THere are a lot of plants that can be grown in a riparium (roots submerged permanently). Pt member hydrophyte sells some very common easy riparium plants, as well as planter baskets and floating rafts for riparium plants. You can also use house plants, Pothos is the most full proof one to start with and easiest to find, often sold at home depot and lows as just some unlabeled house plant. It will tolerate its leaves being wet more than other house plants which will get melted leaves if submerged. I've also successfully added:
Fittonia albivenis (sometimes called "mosaic plant" or " pink angle" if you get the pink veined variety)
Tradescantia zebrine (aka wondering jew and grows as fast as pothos)
Dwarf Palm Neanthe Bella
Syngonium
Creeping Jenny (usually 'garden plant' rather than 'house plant' but can grow submerged or emersed just fine (may melt a bit from transition from wet to dry or vise versa but will grow newly adapted leaves).


----------



## mr one (Apr 20, 2014)

AquaAurora said:


> THere are a lot of plants that can be grown in a riparium (roots submerged permanently). Pt member hydrophyte sells some very common easy riparium plants, as well as planter baskets and floating rafts for riparium plants. You can also use house plants, Pothos is the most full proof one to start with and easiest to find, often sold at home depot and lows as just some unlabeled house plant. It will tolerate its leaves being wet more than other house plants which will get melted leaves if submerged. I've also successfully added:
> Fittonia albivenis (sometimes called "mosaic plant" or " pink angle" if you get the pink veined variety)
> Tradescantia zebrine (aka wondering jew and grows as fast as pothos)
> Dwarf Palm Neanthe Bella
> ...


Im from europe so i think it makes a bit difficulties to get them


----------



## AquaAurora (Jul 10, 2013)

mr one said:


> Im from europe so i think it makes a bit difficulties to get them


Oh silly me didn't look at location..pt member Mirv has a riparium setup, they are in Italy, you can see the tank [here]. Don't know where you are and if simular plants are available to you. 
I recal someone with a riparium in the UK (can't remember username) that grew maidenhair fern successfully in the riparium style setup. I tried that fern and it half died.. I think I was way to rough on its roots trying to get the soil off and shocked it. 
I think many ferns can be adapted to riparium setups, I'd suspect they'd be somewhat available in europe?


----------



## mr one (Apr 20, 2014)

AquaAurora said:


> Oh silly me didn't look at location..pt member Mirv has a riparium setup, they are in Italy, you can see the tank [here]. Don't know where you are and if simular plants are available to you.
> I recal someone with a riparium in the UK (can't remember username) that grew maidenhair fern successfully in the riparium style setup. I tried that fern and it half died.. I think I was way to rough on its roots trying to get the soil off and shocked it.

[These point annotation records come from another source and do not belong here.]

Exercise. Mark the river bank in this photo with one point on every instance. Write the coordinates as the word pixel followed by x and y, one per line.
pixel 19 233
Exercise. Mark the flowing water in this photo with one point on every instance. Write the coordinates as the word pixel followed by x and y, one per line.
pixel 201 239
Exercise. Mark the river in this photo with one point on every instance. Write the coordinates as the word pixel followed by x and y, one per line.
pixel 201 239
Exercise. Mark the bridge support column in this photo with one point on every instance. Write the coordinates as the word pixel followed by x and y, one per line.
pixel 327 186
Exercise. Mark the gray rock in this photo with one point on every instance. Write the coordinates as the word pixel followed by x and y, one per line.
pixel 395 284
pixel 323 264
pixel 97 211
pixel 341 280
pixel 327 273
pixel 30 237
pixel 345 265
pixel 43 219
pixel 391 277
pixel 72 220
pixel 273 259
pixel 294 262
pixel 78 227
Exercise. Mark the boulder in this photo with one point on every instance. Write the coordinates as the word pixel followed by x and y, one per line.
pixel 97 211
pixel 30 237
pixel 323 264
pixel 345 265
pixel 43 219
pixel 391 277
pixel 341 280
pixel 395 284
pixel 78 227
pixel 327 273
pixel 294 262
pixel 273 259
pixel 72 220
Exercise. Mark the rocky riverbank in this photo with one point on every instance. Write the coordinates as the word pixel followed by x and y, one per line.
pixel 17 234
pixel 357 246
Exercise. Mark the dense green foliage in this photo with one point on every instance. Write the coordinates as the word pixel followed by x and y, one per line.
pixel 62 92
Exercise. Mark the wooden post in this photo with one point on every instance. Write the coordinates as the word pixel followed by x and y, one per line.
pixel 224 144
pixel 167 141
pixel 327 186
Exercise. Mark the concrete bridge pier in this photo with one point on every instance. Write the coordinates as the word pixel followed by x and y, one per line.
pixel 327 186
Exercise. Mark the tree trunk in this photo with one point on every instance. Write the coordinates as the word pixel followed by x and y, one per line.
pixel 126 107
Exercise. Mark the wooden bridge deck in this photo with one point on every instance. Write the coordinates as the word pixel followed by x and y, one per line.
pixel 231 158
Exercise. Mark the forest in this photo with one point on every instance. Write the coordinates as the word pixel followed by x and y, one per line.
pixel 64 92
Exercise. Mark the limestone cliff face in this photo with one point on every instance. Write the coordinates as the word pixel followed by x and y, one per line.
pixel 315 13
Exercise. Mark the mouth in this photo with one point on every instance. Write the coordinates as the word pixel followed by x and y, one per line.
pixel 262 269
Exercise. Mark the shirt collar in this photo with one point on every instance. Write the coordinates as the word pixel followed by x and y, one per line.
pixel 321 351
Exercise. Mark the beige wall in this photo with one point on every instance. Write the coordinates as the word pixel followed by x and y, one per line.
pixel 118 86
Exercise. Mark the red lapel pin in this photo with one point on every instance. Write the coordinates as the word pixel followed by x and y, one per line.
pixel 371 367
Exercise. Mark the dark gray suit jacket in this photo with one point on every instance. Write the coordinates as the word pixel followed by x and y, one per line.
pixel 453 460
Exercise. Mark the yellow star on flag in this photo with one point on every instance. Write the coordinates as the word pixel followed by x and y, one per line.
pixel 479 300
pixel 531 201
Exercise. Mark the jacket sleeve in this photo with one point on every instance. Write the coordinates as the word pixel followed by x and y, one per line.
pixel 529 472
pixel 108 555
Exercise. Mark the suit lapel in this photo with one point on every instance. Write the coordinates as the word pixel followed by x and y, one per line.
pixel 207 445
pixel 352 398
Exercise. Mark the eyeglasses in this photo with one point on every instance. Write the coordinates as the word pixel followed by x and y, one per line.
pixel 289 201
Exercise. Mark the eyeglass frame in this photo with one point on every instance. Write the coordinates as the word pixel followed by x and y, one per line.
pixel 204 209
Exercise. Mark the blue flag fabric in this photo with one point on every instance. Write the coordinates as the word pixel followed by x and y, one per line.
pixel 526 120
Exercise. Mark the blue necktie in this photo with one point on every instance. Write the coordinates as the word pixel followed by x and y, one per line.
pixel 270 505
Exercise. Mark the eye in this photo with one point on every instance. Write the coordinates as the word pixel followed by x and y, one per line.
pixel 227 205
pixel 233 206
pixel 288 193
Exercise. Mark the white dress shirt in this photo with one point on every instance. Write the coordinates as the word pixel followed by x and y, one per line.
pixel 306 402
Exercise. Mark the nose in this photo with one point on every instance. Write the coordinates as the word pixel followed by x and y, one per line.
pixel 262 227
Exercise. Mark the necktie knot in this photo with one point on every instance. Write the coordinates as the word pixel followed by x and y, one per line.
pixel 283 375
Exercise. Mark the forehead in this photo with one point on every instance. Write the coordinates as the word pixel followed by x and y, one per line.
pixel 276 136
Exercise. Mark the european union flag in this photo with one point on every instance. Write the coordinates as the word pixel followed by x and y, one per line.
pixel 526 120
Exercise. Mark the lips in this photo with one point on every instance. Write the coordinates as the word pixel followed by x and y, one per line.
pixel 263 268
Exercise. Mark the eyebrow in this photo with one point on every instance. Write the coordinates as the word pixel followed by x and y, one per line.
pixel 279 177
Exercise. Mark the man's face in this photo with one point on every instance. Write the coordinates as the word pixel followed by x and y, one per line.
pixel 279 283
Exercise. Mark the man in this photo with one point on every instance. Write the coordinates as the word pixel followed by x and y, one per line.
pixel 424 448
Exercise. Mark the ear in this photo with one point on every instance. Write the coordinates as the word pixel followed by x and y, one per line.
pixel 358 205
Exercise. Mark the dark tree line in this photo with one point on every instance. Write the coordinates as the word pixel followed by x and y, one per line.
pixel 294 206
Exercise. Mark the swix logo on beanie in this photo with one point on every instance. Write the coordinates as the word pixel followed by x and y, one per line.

Thank you  Ok tried to go back on first placement and had a bit of bad luck but it looks almost like in first time  filling up another two buckets to let a substrate to bancrupt and to soak wood


----------



## Dantrasy (Sep 9, 2013)

wow. It was good with just the rocks, but the dw adds a whole other dimension. i wouldn't go with the dw straight up, looks unnatural. off to one side is better, follow the flow of the rocks. 

only thing I'm not sure about is the sub. white gives off a bit of a glare.


----------



## mr one (Apr 20, 2014)

Dantrasy said:


> wow. It was good with just the rocks, but the dw adds a whole other dimension. i wouldn't go with the dw straight up, looks unnatural. off to one side is better, follow the flow of the rocks.
> 
> only thing I'm not sure about is the sub. white gives off a bit of a glare.


sand gives some brightnes and at some point i was thinking maybe to change it for a bigger fraction size sand than this


----------



## ROYWS3 (Feb 1, 2014)

I like the vertical orientation in post 16. I like how the wood extends above the water line + it allows space in the entire back left corner to plant. I also like the different colors and textures of the hardscape and the two different substrates. JMO

Good luck with it


----------



## mr one (Apr 20, 2014)

ROYWS3 said:


> I like the vertical orientation in post 16. I like how the wood extends above the water line + it allows space in the entire back left corner to plant. I also like the different colors and textures of the hardscape and the two different substrates. JMO
> 
> Good luck with it


Thanks  So just got sooo much blyxa that i dont have so much space, so thinking maybe put all leftovers to my first 45 l tank till i chop it  so photo as it is now, thank you all guys you all helped me a lot


----------